MUNGKIN masih banyak dari kalian yang
beranggapan bahwa Indonesia hingga saat ini baru dipimpin oleh enam
presiden, yaitu Soekarno, Soeharto, B.J. Habibie, K.H. Abdurrahman Wahid
(Gus Dur), Megawati Soekarnoputri, dan kini Presiden Susilo Bambang
Yudhoyono (SBY). Namun hal itu ternyata keliru. Indonesia, menurut
catatan sejarah, hingga saat ini sebenarnya sudah dipimpin oleh delapan
presiden. Lho, kok bisa? Lalu siapa dua orang lagi yang pernah memimpin
Indonesia?


Dua tokoh yang terlewat itu adalah
Sjafruddin Prawiranegara dan Mr. Assaat. Keduanya tidak disebut, bisa
karena alpa, tetapi mungkin juga disengaja. Sjafruddin Prawiranegara
adalah Pemimpin Pemerintahan Darurat Republik Indonesia (PDRI) ketika
Presiden Soekarno dan Moh. Hatta ditangkap Belanda pada awal agresi
militer kedua, sedangkan Mr. Assaat adalah Presiden RI saat republik ini
menjadi bagian dari Republik Indonesia Serikat (1949).
Pada tanggal 19 Desember 1948, saat
Belanda melakukan agresi militer II dengan menyerang dan menguasai ibu
kota RI saat itu di Yogyakarta, mereka berhasil menangkap dan menahan
Presiden Soekarno, Moh. Hatta, serta para pemimpin Indonesia lainnya
untuk kemudian diasingkan ke Pulau Bangka. Kabar penangkapan terhadap
Soekarno dan para pemimpin Indonesia itu terdengar oleh Sjafrudin
Prawiranegara yang saat itu menjabat sebagai Menteri Kemakmuran dan
sedang berada di Bukittinggi, Sumatra Barat.
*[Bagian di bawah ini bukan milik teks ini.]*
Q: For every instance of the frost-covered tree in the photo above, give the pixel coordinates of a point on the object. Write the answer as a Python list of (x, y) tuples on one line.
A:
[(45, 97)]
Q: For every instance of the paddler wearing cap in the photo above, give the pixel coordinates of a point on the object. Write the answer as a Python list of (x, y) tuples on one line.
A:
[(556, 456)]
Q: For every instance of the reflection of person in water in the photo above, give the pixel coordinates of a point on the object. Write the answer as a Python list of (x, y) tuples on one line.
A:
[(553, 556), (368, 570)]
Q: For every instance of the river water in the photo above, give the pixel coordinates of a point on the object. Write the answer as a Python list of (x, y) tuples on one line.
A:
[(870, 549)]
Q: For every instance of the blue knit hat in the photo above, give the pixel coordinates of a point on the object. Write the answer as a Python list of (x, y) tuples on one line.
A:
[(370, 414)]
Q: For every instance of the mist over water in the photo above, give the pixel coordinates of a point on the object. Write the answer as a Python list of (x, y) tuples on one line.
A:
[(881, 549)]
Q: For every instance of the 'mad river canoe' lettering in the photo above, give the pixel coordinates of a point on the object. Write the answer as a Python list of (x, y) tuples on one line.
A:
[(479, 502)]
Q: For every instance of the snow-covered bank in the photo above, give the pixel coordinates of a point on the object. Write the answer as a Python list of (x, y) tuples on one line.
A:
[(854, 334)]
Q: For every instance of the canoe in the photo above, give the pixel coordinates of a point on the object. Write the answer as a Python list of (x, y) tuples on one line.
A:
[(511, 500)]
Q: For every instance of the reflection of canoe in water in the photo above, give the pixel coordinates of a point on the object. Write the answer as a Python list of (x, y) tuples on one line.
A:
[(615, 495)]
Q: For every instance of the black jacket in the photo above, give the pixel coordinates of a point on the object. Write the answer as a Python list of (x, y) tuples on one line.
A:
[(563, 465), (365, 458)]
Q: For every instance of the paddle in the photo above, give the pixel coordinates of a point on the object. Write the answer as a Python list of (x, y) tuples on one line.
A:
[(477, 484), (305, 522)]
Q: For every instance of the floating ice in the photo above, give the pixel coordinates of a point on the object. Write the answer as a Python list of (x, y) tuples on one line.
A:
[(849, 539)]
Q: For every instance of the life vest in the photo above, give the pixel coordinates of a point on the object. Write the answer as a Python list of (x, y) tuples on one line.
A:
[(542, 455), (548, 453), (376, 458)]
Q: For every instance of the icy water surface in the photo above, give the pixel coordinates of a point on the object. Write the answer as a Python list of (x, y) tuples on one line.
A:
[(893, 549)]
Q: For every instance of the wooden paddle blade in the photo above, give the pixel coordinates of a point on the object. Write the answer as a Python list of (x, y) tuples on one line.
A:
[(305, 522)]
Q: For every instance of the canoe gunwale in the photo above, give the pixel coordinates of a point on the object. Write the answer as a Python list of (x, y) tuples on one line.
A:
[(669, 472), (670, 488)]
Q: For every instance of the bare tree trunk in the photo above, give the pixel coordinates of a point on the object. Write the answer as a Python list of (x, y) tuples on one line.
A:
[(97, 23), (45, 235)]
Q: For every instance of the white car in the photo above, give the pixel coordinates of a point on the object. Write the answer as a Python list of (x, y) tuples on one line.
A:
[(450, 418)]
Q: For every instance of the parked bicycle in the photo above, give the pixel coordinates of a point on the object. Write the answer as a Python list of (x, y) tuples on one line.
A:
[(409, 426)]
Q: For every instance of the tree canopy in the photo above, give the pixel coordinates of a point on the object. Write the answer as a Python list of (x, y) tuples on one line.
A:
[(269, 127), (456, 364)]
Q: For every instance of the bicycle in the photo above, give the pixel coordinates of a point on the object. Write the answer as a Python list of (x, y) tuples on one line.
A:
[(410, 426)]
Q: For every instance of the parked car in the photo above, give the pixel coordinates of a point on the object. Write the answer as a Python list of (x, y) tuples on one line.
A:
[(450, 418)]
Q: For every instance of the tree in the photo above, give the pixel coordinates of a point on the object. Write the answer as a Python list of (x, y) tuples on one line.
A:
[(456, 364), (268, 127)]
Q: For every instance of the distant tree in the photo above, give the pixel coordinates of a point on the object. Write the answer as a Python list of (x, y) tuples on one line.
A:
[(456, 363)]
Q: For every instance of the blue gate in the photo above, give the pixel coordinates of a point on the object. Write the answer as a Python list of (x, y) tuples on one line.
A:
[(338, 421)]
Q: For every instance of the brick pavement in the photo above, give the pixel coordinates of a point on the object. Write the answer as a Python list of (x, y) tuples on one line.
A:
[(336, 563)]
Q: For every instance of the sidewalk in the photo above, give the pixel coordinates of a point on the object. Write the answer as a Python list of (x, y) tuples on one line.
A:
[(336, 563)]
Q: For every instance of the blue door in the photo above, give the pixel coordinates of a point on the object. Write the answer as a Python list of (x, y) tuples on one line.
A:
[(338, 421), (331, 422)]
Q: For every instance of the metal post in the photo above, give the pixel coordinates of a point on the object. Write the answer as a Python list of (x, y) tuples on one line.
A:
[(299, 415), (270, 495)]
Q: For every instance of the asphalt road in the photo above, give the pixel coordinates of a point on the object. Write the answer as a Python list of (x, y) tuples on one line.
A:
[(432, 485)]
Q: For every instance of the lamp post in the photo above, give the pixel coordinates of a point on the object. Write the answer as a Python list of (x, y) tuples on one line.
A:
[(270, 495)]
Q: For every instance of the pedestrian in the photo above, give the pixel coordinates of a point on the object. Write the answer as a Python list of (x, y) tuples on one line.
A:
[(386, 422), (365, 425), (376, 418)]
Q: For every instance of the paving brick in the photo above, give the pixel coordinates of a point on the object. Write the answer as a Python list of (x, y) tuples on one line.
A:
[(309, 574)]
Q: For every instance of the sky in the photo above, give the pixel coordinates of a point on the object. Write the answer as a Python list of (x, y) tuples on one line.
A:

Mr. Sjafruddin Prawiranegara
Untuk mengisi kekosongan kekuasaan,
Sjafrudin mengusulkan dibentuknya pemerintahan darurat untuk meneruskan
pemerintah RI. Padahal, saat itu Soekarno – Hatta mengirimkan telegram
berbunyi, “Kami, Presiden Republik Indonesia memberitakan bahwa pada
hari Minggu tanggal 19 Desember 1948 djam 6 pagi Belanda telah mulai
serangannja atas Ibu Kota Jogjakarta. Djika dalam keadaan pemerintah
tidak dapat mendjalankan kewajibannja lagi, kami menguasakan kepada Mr.
Sjafruddin Prawiranegara, Menteri Kemakmuran RI untuk membentuk
Pemerintahan Darurat di Sumatra”.
Namun saat itu telegram tersebut tidak
sampai ke Bukittinggi. Meski demikian, ternyata pada saat bersamaan
Sjafruddin Prawiranegara telah mengambil inisiatif yang senada. Dalam
rapat di sebuah rumah dekat Ngarai Sianok Bukittinggi, 19 Desember 1948,
ia mengusulkan pembentukan suatu pemerintah darurat (emergency
government). Gubernur Sumatra Mr. T.M. Hasan menyetujui usul itu “demi
menyelamatkan Negara Republik Indonesia yang berada dalam bahaya,
artinya kekosongan kepala pemerintahan, yang menjadi syarat
internasional untuk diakui sebagai negara”.
Pada 22 Desember 1948, di Halaban,
sekitar 15 km dari Payakumbuh, PDRI “diproklamasikan” . Sjafruddin duduk
sebagai ketua/presiden merangkap Menteri Pertahanan, Penerangan, dan
Luar Negeri, ad. interim. Kabinatenya dibantu Mr. T.M. Hasan, Mr. S.M.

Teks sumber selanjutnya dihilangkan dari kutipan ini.